Du "sport", vraiment ? 

Pas au sens classique, en tout cas. L'effort physique demandé lors d'un tournoi de Starcraft n'a pas grand-chose de comparable avec un semi-marathon, mais les professionnels doivent faire preuve d'une grande dextérité et de réflexes hors-pair, comme l'indique Llewellys : "Les meilleurs joueurs de Starcraft effectuent entre 300 et 400 actions [clics de souris ou frappes sur le clavier] par minute, gèrent les situations avec une grande finesse tactique… Pour les spectateurs, c’est comme regarder un match Nadal-Federer !"

Pour les acteurs du secteur en tout cas, cela ne fait aucun doute : il s’agit là du sport du futur. Alexander Garfield, patron d’Evil Geniuses, une équipe américaine de joueurs professionnels fondée en 1999, avait donné son avis sur la question lors d’une conférence dans le prestigieux Massachusetts Institute of Technology en mars dernier : "C’est l’évolution logique de la compétition en général. Faut-il rappeler que les revenus de l’industrie du jeu vidéo ont dépassé ceux du cinéma et de la musique ? De plus en plus de titres sont multijoueurs, et une petite partie de cette communauté se passionne pour l’aspect compétitif, en reproduisant les schémas du sport traditionnel : ils s’organisent en équipes, mettent en place des championnats, etc."

Qui sont les athlètes de l'e-sport ?

Si la grande majorité des adeptes de l’e-sport pratiquent en amateur, les meilleurs joueurs du monde sautent parfois le pas et décident de faire du jeu vidéo leur activité professionnelle. S’installer devant un écran n’a alors plus grand-chose d’un loisir : il faut s’entraîner quotidiennement pendant de longues heures, diffuser ses matchs en direct sur internet, et participer aux tournois en espérant aller le plus loin possible pour remporter une somme intéressante.

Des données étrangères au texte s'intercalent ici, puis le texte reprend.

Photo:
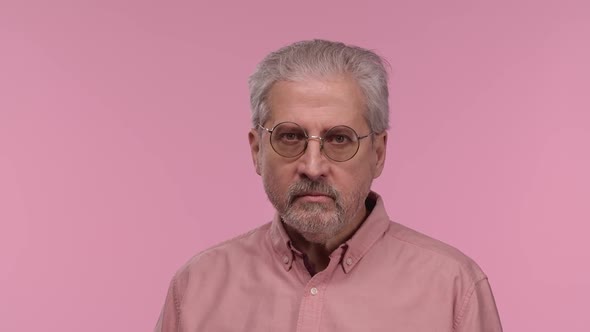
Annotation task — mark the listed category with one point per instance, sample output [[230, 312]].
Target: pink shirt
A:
[[387, 277]]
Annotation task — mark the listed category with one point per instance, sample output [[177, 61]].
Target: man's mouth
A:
[[314, 197]]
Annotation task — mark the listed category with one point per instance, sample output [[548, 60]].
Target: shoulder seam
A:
[[461, 263], [467, 298]]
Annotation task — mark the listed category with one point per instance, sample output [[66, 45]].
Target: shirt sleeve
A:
[[170, 315], [479, 313]]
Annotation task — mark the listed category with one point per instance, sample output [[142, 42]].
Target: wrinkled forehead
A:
[[317, 104]]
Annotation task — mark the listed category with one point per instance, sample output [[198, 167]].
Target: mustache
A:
[[307, 186]]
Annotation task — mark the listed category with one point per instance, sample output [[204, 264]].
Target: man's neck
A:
[[317, 255]]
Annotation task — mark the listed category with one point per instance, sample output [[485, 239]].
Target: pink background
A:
[[123, 147]]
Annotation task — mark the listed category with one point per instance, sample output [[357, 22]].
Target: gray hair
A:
[[319, 59]]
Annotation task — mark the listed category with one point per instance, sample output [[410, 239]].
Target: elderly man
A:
[[331, 259]]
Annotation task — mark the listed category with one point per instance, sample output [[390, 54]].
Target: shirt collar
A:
[[372, 229]]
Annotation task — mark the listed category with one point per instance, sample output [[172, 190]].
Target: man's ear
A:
[[380, 150], [254, 139]]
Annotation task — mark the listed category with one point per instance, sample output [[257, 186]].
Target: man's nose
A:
[[313, 164]]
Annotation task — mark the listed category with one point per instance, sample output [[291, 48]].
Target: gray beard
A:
[[316, 222]]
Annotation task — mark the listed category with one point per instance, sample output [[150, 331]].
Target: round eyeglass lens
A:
[[341, 143], [288, 139]]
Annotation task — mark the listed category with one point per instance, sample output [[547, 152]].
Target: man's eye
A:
[[338, 139], [291, 136]]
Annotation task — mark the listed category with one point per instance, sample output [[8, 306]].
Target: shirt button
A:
[[313, 291]]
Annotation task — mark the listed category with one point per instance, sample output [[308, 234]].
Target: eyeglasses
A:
[[339, 143]]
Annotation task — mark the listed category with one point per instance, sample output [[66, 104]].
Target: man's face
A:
[[319, 198]]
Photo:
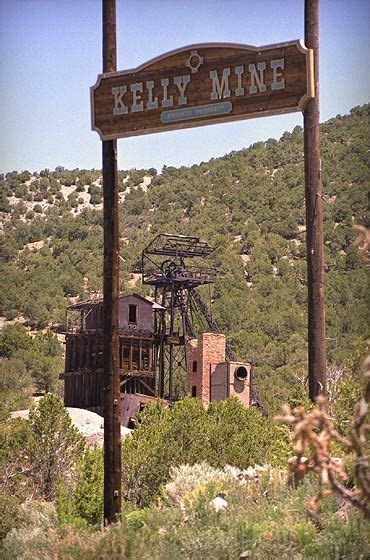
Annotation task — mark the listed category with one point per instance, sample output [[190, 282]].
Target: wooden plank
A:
[[202, 84]]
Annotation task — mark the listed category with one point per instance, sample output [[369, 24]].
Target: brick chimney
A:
[[203, 355]]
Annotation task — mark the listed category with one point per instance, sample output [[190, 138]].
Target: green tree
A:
[[54, 447]]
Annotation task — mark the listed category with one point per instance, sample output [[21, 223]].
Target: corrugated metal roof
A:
[[92, 303]]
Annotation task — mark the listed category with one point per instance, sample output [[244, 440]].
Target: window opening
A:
[[132, 313]]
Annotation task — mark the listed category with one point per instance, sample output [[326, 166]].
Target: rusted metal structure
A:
[[165, 265], [136, 349], [153, 336]]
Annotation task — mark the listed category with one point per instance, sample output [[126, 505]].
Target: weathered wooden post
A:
[[314, 217], [112, 427]]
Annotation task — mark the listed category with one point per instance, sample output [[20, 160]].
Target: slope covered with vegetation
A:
[[249, 205]]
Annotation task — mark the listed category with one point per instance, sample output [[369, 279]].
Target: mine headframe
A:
[[174, 265]]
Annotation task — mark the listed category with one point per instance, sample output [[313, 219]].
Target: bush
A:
[[188, 433]]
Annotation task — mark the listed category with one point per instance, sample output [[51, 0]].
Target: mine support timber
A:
[[317, 381], [112, 424]]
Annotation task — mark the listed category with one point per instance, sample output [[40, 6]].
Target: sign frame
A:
[[197, 122]]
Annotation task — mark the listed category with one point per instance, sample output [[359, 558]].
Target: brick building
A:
[[210, 377]]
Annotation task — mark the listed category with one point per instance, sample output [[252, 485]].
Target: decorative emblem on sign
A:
[[194, 61]]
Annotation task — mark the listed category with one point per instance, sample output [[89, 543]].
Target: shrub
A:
[[188, 433], [55, 445]]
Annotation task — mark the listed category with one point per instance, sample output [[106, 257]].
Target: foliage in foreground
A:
[[262, 520], [190, 433]]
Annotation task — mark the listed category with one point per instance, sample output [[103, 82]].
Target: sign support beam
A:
[[112, 427], [314, 218]]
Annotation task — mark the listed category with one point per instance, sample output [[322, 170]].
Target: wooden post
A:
[[112, 428], [314, 218]]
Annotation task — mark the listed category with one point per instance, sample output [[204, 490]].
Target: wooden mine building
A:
[[83, 374]]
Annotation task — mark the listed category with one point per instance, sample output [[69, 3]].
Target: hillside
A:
[[248, 204]]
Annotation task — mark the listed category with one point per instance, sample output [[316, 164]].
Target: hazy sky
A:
[[51, 55]]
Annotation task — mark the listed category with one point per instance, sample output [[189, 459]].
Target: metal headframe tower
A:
[[174, 265]]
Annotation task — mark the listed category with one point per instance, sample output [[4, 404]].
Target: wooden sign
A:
[[202, 84]]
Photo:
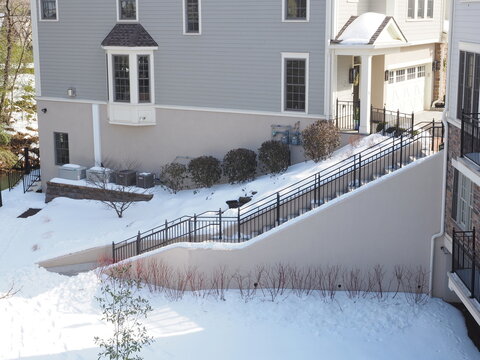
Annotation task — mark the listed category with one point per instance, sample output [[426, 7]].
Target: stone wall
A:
[[55, 190], [454, 144]]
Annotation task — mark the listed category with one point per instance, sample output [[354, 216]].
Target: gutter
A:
[[446, 114]]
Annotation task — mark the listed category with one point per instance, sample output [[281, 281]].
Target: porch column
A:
[[365, 93], [97, 149]]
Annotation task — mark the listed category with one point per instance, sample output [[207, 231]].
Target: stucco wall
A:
[[178, 133], [390, 223], [72, 118]]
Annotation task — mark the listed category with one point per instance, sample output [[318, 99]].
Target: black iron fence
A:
[[347, 115], [390, 122], [253, 219], [466, 262], [27, 169], [470, 137]]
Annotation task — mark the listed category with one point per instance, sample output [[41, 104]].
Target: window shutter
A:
[[455, 194], [461, 77]]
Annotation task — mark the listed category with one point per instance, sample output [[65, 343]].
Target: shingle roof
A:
[[129, 35]]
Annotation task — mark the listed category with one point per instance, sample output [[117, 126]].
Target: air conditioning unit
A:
[[72, 172], [126, 177], [145, 180], [99, 174]]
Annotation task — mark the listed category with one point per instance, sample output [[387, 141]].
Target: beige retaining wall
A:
[[389, 223]]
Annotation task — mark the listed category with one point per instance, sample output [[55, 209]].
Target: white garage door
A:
[[406, 89]]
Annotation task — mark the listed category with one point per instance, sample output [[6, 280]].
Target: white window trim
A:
[[284, 13], [127, 20], [133, 74], [184, 16], [294, 56], [425, 18], [40, 18]]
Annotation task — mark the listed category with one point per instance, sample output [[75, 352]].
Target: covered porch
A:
[[377, 78]]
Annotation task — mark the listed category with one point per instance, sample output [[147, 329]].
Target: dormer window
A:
[[130, 69], [48, 10], [296, 10], [127, 10]]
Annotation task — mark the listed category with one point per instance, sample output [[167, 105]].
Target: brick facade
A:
[[454, 153]]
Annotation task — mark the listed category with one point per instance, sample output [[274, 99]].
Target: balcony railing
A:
[[470, 137], [466, 261]]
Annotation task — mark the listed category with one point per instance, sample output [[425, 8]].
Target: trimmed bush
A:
[[274, 156], [173, 175], [205, 170], [240, 165], [320, 139]]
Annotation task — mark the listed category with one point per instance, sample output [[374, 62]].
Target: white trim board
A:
[[407, 64], [295, 56], [468, 46], [196, 108], [36, 54], [468, 168]]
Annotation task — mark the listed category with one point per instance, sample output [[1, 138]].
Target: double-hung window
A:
[[296, 10], [420, 9], [468, 83], [127, 10], [295, 82], [131, 78], [192, 17], [62, 155], [48, 10]]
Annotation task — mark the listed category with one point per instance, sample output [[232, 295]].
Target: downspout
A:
[[446, 114]]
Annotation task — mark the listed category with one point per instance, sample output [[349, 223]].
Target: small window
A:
[[421, 71], [121, 78], [127, 10], [391, 77], [48, 9], [464, 202], [296, 9], [400, 75], [192, 16], [430, 9], [420, 9], [61, 149], [295, 84], [143, 79], [411, 73], [411, 9]]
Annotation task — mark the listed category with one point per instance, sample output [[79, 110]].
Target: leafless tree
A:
[[15, 51], [10, 292]]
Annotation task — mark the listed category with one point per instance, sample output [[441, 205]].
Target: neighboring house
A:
[[147, 82], [462, 194]]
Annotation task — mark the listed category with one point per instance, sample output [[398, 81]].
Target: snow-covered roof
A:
[[369, 29]]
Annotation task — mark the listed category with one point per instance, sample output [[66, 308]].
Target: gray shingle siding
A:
[[234, 64]]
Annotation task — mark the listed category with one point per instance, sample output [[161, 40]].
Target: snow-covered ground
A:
[[56, 317]]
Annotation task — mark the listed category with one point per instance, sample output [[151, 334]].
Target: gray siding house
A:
[[150, 82]]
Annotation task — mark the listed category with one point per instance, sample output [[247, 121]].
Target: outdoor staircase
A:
[[261, 216]]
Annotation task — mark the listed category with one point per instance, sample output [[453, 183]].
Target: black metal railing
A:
[[466, 261], [470, 137], [390, 122], [27, 169], [254, 218], [347, 115]]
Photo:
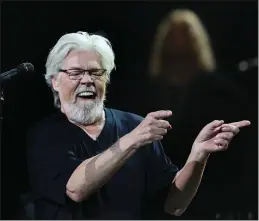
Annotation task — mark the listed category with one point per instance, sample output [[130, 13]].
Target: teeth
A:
[[88, 93]]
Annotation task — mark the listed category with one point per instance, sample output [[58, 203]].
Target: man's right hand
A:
[[152, 128]]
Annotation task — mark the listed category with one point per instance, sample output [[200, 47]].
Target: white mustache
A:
[[85, 90]]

La plupart de ces pros sont très jeunes. La moyenne d’âge des dix joueurs ayant gagné le plus d’argent dans les compétitions de Starcraft II dépasse à peine la barre des 21 ans, selon le site spécialisé SC2Earnings (article en anglais). 

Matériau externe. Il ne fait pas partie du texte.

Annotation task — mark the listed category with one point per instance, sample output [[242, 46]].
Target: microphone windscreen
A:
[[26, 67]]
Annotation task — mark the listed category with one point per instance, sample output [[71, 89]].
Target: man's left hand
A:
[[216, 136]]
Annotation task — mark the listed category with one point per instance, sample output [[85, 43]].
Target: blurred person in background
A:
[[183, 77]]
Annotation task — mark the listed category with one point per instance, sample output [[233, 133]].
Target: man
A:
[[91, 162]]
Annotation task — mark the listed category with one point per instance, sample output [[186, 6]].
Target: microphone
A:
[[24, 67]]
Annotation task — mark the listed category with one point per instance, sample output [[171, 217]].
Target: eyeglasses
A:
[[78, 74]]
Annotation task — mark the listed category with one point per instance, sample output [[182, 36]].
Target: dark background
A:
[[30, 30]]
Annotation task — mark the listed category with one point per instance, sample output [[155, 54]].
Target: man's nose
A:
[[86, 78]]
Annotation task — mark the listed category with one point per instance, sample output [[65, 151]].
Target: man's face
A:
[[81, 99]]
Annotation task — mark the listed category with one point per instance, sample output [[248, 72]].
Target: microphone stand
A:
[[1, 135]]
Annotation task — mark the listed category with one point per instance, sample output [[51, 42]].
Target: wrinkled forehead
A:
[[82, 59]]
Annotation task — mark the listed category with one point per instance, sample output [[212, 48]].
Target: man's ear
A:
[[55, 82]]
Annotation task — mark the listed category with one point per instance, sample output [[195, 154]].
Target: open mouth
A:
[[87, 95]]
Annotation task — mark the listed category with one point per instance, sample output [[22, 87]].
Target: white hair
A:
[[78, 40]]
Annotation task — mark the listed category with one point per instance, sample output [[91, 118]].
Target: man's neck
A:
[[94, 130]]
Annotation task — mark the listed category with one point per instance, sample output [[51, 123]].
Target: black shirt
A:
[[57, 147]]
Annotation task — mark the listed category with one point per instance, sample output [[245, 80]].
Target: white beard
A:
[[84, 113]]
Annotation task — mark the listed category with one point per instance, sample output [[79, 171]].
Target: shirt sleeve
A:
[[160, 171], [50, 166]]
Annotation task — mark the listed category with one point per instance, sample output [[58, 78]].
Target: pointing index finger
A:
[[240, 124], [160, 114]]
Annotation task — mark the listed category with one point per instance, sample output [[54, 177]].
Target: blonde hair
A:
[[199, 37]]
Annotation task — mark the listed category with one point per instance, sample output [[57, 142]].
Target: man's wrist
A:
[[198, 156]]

Ce même classement révèle aussi une curiosité : exception faite du jeune Français "Stephano", qui officie dans l’équipe Millenium et a remporté plus de 130 000 euros en compétition depuis le début de sa carrière, tous les autres membres du top 10 viennent de Corée du Sud. Cette particularité s’explique par le développement spectaculaire des cybercafés au pays du matin calme à la fin des années 1990, qui a permis de créer un terreau favorable au développement de l’e-sport, comme le raconte Le Monde

Comme les stars du ballon rond, certains professionnels sont adulés par les joueurs. Comme beaucoup de ses confrères, "Stephano" a droit, à tout juste 19 ans, à son propre fan-club (site en anglais) qui répertorie soigneusement ses résultats, et dessine même son portrait. La rançon de la gloire.